Comment by quinnjh
6 hours ago
My hunch is that it would take years of hundreds of thousands of developers working with machine code, posting stackoverflow questions with machine code, and publishing github repos written on it with documentation. Thats all the free labor LLMs leveraged to use high level langs.
>We won't be developers, we won't be devops, we'll be modelops! /s
I can still see this happening with higher level langs. the thing is the compiler is not replaced in the training data, more likely LLMs will give rise to semideterministic layers on the compilers
I could see nvidia achieving this first with how nice the devex is with CUDA
I heard they are already proficient at assembly languages.
They are - probably more proficient than with some high-level languages. I've used it for embedded stuff, including TI sitara PRU assembly, with great results. Frontier models can also easily "learn" directly from the manuals; asm is quite easy for them to pick up due to its "flat" (non-structured) nature.
>Frontier models can also easily "learn" directly from the manuals;
Really? So you just include the manual in the context? Or how does that work?
FWIW I think "LLMs are semideterministic" is something of a red herring. The real difference between LLM codegen and compilers is that compilers output logically the same assembly regardless of the variable names. If you're numerically solving a differential equation the compiler does not care if the floats represent heat through a pipe or dollars through a brokerage. Compilers don't care about semantic meaning, that concern is totally separated.
But even if its putatively implementing the same algorithm, LLMs certainly do not output basically the same finance Python as they would mechanical engineering Python.

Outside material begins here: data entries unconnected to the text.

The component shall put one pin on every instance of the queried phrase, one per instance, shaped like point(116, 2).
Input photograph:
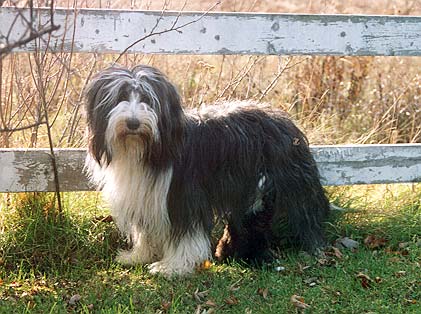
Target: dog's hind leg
point(144, 251)
point(182, 255)
point(250, 242)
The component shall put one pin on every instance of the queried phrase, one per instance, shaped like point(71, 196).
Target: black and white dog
point(168, 172)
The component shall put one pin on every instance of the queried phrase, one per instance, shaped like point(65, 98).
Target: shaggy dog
point(168, 172)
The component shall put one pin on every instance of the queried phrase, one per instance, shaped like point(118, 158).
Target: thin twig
point(171, 29)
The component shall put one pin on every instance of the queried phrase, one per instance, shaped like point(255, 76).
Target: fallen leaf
point(347, 243)
point(210, 303)
point(74, 299)
point(108, 218)
point(374, 242)
point(236, 285)
point(400, 273)
point(337, 252)
point(200, 295)
point(263, 292)
point(403, 245)
point(232, 300)
point(298, 302)
point(311, 282)
point(365, 280)
point(165, 305)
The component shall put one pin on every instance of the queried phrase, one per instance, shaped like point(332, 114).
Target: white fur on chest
point(137, 195)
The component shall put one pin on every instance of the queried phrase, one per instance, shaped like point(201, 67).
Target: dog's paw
point(168, 269)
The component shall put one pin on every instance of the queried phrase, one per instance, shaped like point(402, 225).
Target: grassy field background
point(54, 262)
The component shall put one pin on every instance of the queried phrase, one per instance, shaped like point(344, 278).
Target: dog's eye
point(123, 95)
point(144, 99)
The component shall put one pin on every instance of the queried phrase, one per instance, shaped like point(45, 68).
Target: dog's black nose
point(132, 123)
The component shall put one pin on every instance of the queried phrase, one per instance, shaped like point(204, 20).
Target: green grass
point(46, 259)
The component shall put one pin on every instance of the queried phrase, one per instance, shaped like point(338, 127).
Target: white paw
point(125, 258)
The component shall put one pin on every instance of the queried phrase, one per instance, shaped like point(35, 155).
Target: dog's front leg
point(182, 255)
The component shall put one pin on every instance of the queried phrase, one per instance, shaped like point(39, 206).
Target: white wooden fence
point(112, 31)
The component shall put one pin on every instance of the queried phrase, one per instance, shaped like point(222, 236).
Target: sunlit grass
point(47, 262)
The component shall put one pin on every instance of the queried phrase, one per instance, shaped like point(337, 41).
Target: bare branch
point(22, 128)
point(34, 34)
point(173, 28)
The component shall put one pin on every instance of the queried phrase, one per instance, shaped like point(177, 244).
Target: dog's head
point(136, 109)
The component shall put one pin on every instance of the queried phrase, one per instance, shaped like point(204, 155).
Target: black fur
point(219, 156)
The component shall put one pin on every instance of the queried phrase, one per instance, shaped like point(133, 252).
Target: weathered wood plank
point(111, 31)
point(30, 170)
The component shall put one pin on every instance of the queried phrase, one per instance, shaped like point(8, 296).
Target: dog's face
point(128, 109)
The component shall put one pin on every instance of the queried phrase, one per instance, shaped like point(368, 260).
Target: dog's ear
point(103, 93)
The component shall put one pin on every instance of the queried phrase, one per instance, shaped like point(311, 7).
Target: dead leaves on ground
point(298, 302)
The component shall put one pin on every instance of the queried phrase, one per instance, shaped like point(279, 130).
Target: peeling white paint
point(30, 170)
point(8, 171)
point(227, 33)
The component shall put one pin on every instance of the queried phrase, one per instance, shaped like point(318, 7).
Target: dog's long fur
point(167, 172)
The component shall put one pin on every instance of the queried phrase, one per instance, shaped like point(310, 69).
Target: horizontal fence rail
point(113, 31)
point(31, 170)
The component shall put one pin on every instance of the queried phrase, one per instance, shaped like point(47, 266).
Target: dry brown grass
point(335, 99)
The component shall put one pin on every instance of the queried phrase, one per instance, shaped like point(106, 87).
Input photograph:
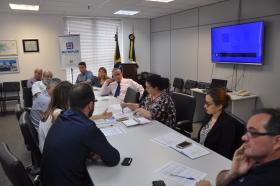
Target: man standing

The style will be a little different. Sometimes the performance/clarity tradeoffs will be different. Sometimes it'll be fairly fancy and object-oriented, other times it'll be more low-level "objects are just dicts."
It's way more than a higher abstraction layer: LLM codegen involves a nontechnical tangling of concerns that doesn't exist with even the hoitiest-toitiest proof-checking compilers. It's a complete sea change. I find it incredibly disconcerting... for the same reason, by the way, that assembly programmers found Fortran and C disconcerting, and continued to reliably find employment for a good 40 years after higher-level languages were invented :) Actually even today. The assembly programmers who got hosed by C tended to be electricians who learned on the job - it's kind of cool to read old manuals from the 70s, carefully (and correctly!) explaining to electricians that a computer program is essentially an ephemeral circuit.
But I think there are specific skills around scientific thinking (learned at a formal college) and engineering carefulness (learned via hard knocks) that aren't going anywhere.